Bayesian Optimization 은 어느 입력값(x)를 받는 미지의 목적 함수 (f(x))를 판단하고 결정하여, 해당 함숫값 (f(x))을 최대로 만드는 최적해를 찾는 것을 목적으로 합니다.

즉, 목적 함수(탐색대상함수)와 하이퍼파라미터 쌍(pair)을 대상으로 Surrogate Model(대체 모델) 을 만들고,
순차적으로 하이퍼 파라미터를 업데이트해 가면서 평가를 통해 최적의 하이퍼파라미터 조합을 탐색합니다.
이 때의 목적 함수를 black-box function 이라고 합니다.
Bayesian Optimization 에는 두 가지 필수 요소가 존재합니다.

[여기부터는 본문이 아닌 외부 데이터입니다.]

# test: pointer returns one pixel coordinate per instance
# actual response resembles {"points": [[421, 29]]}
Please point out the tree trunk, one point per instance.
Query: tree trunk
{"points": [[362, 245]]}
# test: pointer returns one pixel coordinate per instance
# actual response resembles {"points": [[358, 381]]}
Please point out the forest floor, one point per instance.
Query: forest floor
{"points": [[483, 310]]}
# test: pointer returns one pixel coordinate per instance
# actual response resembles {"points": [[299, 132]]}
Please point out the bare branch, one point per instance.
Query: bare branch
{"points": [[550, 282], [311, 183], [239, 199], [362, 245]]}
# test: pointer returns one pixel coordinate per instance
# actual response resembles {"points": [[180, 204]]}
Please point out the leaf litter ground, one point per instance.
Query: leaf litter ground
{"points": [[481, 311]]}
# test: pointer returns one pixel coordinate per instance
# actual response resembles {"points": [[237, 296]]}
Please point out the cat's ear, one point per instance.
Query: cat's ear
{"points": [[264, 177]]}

먼저 Surrogate Model 은, 현재까지 조사된 입력값-함숫결과값 점들 $(x_1, f(x_1)),...,(x_t, f(x_t))$ 을 바탕으로, 미지의 목적 함수의 형태에 대한 확률적인 추정을 수행하는 모델을 지칭합니다. 그리고 Acquisition Function 은, 목적 함수에 대한 현재까지의 확률적 추정 결과를 바탕으로, ‘최적 입력값을 찾는 데 있어 가장 유용할 만한’ 다음 입력값 후보를 추천해 주는 함수를 지칭합니다.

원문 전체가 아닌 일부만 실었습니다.